Так мечтала Приська, а вышло как?… Что ей теперь делать, как жить на свете? Кто будет в поле работать? Кто заплатит выкуп за землю, подати? Тяжело пришлось им и от того, и от другого… В прошлом году они наконец собрались и купили корову – души не чаяла Приська в приглянувшейся ей телке. Год, как на беду, выдался неурожайный, еле для себя хлеба хватило, а о том, чтобы продать, и не думай. И заработать негде. Около других сел и пивоваренные заводы, и винокуренные, и сахарные, а у них хоть бы что… А тут пристают – давай подушную подать!.. С весны не заплатил первую половину – осенью отдай все! Ругался Филипп со сборщиком, бранила его и Приська. Потом приехал становой, забрал телку и продал ее резнику. Приська чуть не слегла от горя и слез. Но тогда все же Филипп был, он за все отвечал. А теперь? Теперь придут и всю хату растащат. Что она может сделать, больная, немощная? Теперь Грыцько ее сживет со света. Сердце Приськи обливалось кровью. Да хоть бы умер, как люди, дома, а то хотел сделать, как лучше, а выходит – за смертью пошел. Вот теперь ей только и осталось привезти его труп. Как же в такой холод идти в город? У нее ни одежды теплой, ни обуви нет. А если она и доберется как-нибудь – что же, она на руки возьмет его и поплетется домой? А надо еще хоронить, заплатить попу… Господи! У нее же нет ни гроша; последний рубль отдала она ему на соль. Что же, так и бросить его? Пусть его возьмут, распотрошат и закопают как собаку, без попа, без обряда церковного?… В чем его вина?… Разве он сам себя жизни лишил?… Так Бог дал, такая уж, видно, его воля.

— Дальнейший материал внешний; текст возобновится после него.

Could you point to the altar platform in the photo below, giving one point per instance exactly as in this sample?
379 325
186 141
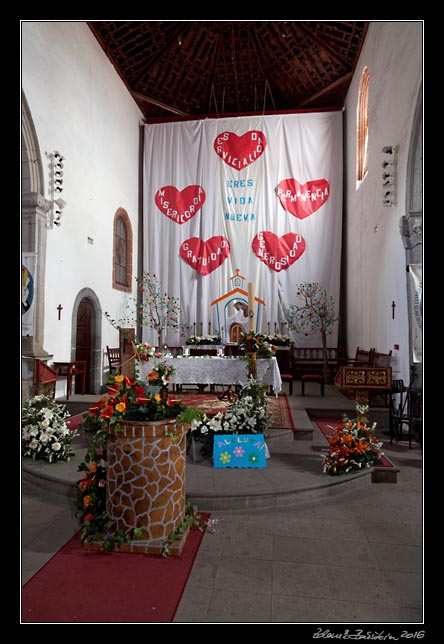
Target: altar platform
293 472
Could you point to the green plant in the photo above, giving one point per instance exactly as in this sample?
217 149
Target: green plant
45 434
192 518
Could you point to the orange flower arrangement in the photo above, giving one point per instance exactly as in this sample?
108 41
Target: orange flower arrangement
353 445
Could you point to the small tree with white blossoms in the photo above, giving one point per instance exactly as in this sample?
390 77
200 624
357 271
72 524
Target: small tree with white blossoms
45 434
316 312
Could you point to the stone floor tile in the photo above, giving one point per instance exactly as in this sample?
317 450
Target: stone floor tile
406 588
291 609
398 557
237 606
295 525
340 529
298 550
328 611
392 532
300 580
358 585
193 603
347 553
257 545
245 574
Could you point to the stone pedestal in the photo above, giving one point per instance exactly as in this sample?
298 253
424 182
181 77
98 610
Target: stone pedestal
146 481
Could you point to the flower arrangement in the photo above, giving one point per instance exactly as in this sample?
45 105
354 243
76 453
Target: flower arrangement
353 445
247 414
278 339
253 342
45 434
203 339
160 375
128 400
145 351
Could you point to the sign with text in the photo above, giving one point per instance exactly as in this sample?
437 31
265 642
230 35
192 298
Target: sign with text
239 450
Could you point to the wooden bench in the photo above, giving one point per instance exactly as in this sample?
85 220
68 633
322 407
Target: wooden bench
311 359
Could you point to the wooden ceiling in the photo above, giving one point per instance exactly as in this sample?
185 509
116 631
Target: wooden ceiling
193 68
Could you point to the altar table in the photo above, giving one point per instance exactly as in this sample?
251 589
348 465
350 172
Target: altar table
215 371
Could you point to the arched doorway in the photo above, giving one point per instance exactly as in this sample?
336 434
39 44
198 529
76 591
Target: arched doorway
87 338
83 342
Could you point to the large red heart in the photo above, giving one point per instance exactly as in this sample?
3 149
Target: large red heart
180 205
276 252
302 200
205 256
239 151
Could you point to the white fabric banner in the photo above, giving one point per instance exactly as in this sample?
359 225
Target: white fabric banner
232 201
415 271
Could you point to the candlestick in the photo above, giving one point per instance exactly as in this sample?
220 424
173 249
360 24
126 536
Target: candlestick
250 306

И начинает Приська молиться Богу, выкладывает перед ним свое горе. Но напрасно она ломает руки, напрасно подымает глаза к небу: там на холодном чистом шатре только слабо мерцают звезды. Равнодушно глядят они на землю, как гаснущие искры, отражаются в снежинках, словно играют своим светом. А небо, глухое, как пустыня, холодное и немое, точно камень, темным куполом распростерлось над землей, морозом сковало ее, давит, словно хочет задавить ее.